404Unknown merchant.Check your API key.
422The request was well-formed but couldn't be processed for a business reason — order not found, an active refund already exists on the order, the amount exceeds the refundable balance, or a terminal payment-provider rejection.Inspect the error field; not retryable without changing the request.
500Unexpected server error.Safe to retry with the same Idempotency-Key.
202 has no body

Unlike the error responses above, 202 Accepted is returned with an empty body — don't try to parse a JSON error out of it. Treat it purely as "accepted, wait for the webhook."

Step 3: Handling the REFUND_COMPLETED webhook

Extend the webhook receiver you built in the Handling Webhooks tutorial with a case for REFUND_COMPLETED. It fires once, when the refund reaches a terminal state — SUCCEEDED or FAILED — from any of the ways a refund can happen: your POST /refunds call, the Simpler merchant dashboard, or the payment provider directly.

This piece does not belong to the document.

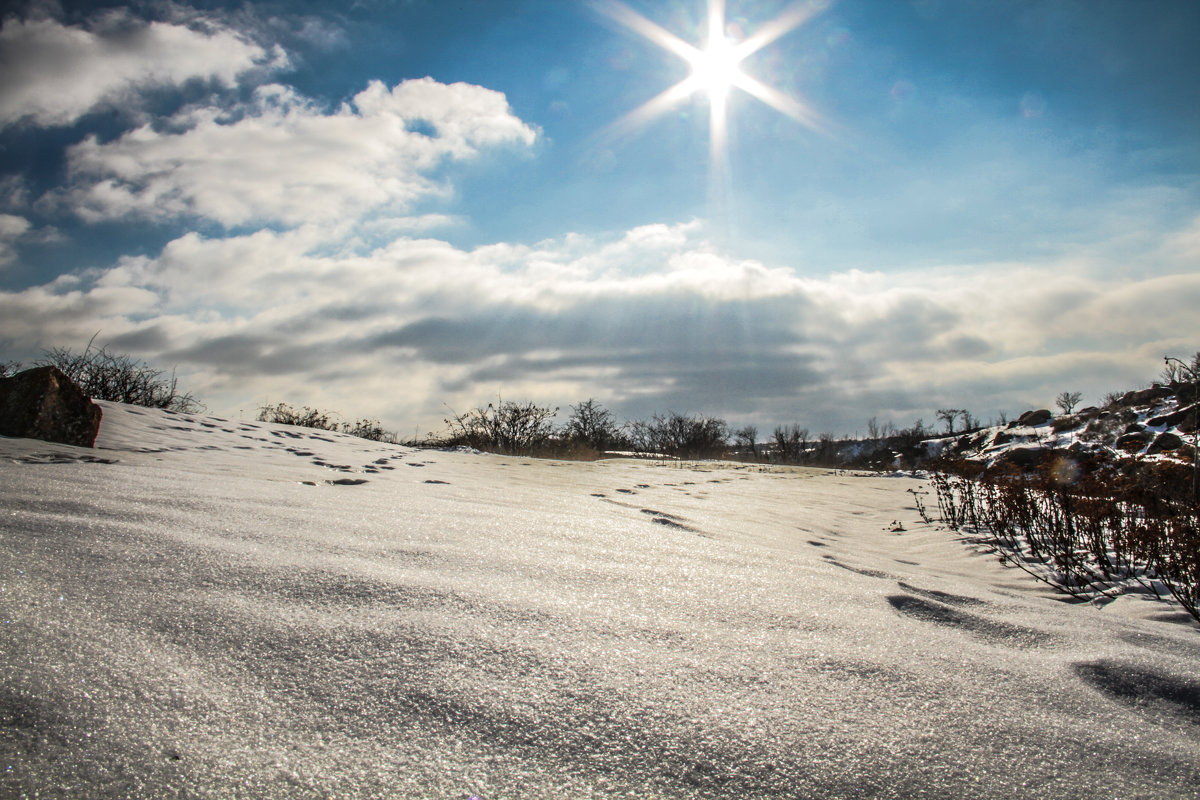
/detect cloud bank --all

src/Controller/Simpler/WebhookController.php
class SimplerWebhookController extends AbstractController {

public function receiveWebhook(Request $request): Response {
// 1. Verify the signature (see Handling Webhooks tutorial)
$signature = $request->headers->get('X-Simpler-CRC');
$payload = $request->getContent();
$mySecret = 'YOUR_APP_SECRET';

if (hash_hmac('sha1', $payload, $mySecret) !== $signature) {
return new Response('Invalid Signature', 401);
}

$event = json_decode($payload, true);

// 2. Handle the REFUND_COMPLETED event
if ($event['type'] === 'REFUND_COMPLETED') {
$data = $event['data'];

// Correlate using your own order ID — the webhook does not echo
// back any identifier from the original POST /refunds call.
$order = CheckoutService::getOrder($data['order_id']);

if ($data['outcome'] === 'SUCCEEDED') {
$order->markRefunded($data['amount_cents'], $data['currency']);
} elseif ($data['outcome'] === 'FAILED') {
// $data['reason'] is a free-text explanation, not a stable enum —
// log it, but don't branch your logic on its exact value.
$order->flagRefundFailed($data['reason']);
}
}

// 3. Acknowledge receipt
return new Response('Webhook Received', 200);
}
}
Match by your own order ID

Use order_id (your platform's own ID) to look up the order, the same way you already do for ORDER_UPDATED — not simpler_order_id, which is Simpler's internal identifier.

No request correlation today

The webhook doesn't currently echo back any identifier from your original POST /refunds call (no idempotency key, no request reference). If you issue multiple partial refunds on the same order, disambiguate using order_id together with amount_cents.